19

Power of a Positive Digital Footprint – A Personal Story

Adapted From http://flic.kr/p/7uNd7J

I am one that is constantly sharing with others the importance of a positive digital footprint.  This became so important to me yesterday as my Facebook account was hacked and someone acted as me and tried to get my friends to click on very inappropriate links. Now that I have had time to calm down and discuss this with a mentor of mine, I can think back and reflect upon lessons learned during this trying experience.

Lesson 1: Stay Calm.  When I saw that someone had posted sketchy links on my page (saying I “liked” the links), I did not respond in the most effective manner.  To be honest, I freaked out.  I even commented on the posts – so basically commented on my own posts which made it seem like I completely lost my mind.  All I could think about is the staff members, family, and friends that would think that I “liked” these links.  I frantically removed the items (or so I thought) and then filled my page with posts begging people to understand that my account had been hacked.  In times of stress, it is so important to realize that we cannot change what has happened but we can change how we respond.  If I could rewind, I would be more calm and work with some of the amazing people around me to develop a strategy that would turn this negative into a positive.

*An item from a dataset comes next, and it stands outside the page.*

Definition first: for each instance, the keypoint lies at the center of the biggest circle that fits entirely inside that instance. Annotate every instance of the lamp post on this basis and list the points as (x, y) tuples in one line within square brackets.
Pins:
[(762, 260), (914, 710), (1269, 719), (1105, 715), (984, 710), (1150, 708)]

Lesson 2: If you have created a positive digital footprint, trust your reputation.  I have worked hard to post tweets, blogs, links, etc in a transparent (and sometimes vulnerable) manner that reveals who I am and what I stand for.  People I connect with through apps like Twitter, Facebook, Google+, and Instagram know that I would never promote sites of this nature.  Looking back, it is quite comical to think that I was worried that people would think that I was posting this.  I should have trusted the fact that people knew me and had enough respect to understand what had happened.

Lesson 3: Rely on coaches and mentors.  I received a few messages today that the links were still in their feed.  People continue to look out for me and that is such a huge benefit of being part of an online community.  One message I received was from a long-time friend and social media mentor (who actually got me started on Twitter and blogging).  He wrote:

No doubt it is stressful and you are right to be concerned about perception as a result of the posts. At the same time this is your chance to shine and be stoic about it. Have a bit of humour about it. Fret on the inside, but stand tall on the outside… This is a reality of SM, you are a leader re SM in Edu. Act like it.  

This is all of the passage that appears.